The photography contributes to this feeling. It is beautiful, but not joyful. It has the same nostalgia as "Elvira Madigan" or the snapshots in an old photo album. At every moment, we have the feeling that something tragic has already happened to these people we see smiling. And, of course, something has.
"The Swimmer" is based on a John Cheever story from the New Yorker, and it's the sort of allegory the New Yorker favors. Like assorted characters by John Updike and J.D. Salinger, Cheever's swimmer is a tragic hero disguised as an upper-class suburbanite. There are a lot of tragic heroes hidden in suburbia, I guess, perhaps because so many of them subscribe to the New Yorker. You are what you read.
One interesting thing about "The Swimmer" is that it manages so successfully to reproduce the feeling of a short story in the medium of film. It is a very literary movie, and by that I don't mean the characters stand around talking to each other a lot. The film episodes are put together in a rather formal way, like a well-made short story, and there is none of the fluid movement between scenes that you usually expect in movies.
The movement of the film is from morning to dusk, from sunshine to rain, from youth to age and from fantasy to truth. It would also appear that the swimmer's experiences are not meant to represent a single day, but a man's life.

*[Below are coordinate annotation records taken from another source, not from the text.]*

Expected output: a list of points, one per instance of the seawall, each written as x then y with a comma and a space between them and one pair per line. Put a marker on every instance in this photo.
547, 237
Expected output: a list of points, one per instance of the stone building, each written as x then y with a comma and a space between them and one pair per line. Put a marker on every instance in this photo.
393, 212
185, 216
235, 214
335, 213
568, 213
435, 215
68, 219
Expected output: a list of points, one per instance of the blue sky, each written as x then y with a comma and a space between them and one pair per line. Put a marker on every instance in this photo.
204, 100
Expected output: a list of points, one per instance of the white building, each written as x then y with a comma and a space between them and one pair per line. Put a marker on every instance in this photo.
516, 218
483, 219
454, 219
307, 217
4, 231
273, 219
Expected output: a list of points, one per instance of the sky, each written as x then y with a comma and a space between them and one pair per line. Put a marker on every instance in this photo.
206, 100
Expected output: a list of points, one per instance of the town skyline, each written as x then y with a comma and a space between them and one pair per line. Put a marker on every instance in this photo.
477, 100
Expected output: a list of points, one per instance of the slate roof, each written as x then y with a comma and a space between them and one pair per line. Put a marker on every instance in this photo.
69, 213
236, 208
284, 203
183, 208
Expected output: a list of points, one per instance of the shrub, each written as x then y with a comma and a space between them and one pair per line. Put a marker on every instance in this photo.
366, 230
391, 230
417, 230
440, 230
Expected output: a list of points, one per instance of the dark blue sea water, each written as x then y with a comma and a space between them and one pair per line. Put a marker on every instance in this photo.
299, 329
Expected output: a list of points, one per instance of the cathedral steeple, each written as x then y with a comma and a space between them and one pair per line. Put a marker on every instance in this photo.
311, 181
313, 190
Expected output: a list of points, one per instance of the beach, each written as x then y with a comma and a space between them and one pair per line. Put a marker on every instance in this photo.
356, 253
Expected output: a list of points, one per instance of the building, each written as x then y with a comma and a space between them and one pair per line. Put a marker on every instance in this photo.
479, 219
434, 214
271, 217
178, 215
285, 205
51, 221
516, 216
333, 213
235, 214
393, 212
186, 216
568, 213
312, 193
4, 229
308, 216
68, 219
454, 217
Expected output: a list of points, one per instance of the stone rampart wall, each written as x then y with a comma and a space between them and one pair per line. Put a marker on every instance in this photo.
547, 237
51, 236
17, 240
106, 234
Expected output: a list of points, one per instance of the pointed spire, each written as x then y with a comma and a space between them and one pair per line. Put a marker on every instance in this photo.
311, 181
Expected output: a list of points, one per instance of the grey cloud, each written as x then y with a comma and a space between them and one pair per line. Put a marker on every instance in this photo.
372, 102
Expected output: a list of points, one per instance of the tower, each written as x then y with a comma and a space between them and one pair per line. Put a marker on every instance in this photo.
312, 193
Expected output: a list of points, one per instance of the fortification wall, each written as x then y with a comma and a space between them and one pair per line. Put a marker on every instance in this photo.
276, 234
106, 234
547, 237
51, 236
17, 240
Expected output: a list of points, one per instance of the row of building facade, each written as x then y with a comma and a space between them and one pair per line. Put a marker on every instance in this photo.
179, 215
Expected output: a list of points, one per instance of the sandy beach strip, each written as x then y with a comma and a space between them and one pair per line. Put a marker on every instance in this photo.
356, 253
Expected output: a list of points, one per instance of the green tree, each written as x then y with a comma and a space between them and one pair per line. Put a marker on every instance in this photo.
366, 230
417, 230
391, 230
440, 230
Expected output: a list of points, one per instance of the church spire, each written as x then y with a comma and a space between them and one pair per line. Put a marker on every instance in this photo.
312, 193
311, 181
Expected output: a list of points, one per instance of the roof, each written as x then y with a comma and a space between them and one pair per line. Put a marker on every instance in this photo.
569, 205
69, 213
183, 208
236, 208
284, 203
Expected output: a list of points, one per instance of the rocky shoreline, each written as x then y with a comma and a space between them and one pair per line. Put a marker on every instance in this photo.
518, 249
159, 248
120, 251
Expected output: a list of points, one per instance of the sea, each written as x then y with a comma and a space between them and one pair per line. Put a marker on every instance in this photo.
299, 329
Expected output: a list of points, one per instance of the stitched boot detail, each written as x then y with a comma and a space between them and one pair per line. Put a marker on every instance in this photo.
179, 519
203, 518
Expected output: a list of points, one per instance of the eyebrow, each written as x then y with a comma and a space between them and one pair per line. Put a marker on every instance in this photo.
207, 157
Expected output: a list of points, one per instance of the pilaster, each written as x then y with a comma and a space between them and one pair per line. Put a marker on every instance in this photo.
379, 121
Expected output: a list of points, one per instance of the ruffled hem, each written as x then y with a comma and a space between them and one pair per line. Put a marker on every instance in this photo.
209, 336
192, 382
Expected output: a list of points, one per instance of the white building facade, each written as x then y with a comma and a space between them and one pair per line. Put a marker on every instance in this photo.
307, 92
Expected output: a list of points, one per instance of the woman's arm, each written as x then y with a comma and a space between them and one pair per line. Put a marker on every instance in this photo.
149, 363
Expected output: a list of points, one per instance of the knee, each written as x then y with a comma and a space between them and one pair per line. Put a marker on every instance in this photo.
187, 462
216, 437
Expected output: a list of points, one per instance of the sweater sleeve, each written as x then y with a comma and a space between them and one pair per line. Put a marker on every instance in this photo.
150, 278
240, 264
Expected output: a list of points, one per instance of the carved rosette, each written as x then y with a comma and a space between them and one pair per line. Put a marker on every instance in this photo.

What we really have here, then, is a sophisticated retelling of the oldest literary form of all: the epic. A hero sets off on a journey. He has many strange adventures along the way, during which he learns the tragic nature of life. At last he arrives at his goal, older and wiser and with many a tale to tell. The journey Cheever's swimmer makes has been made before in other times and lands by Ulysses, Don Quixote, Huckleberry Finn and Augie March.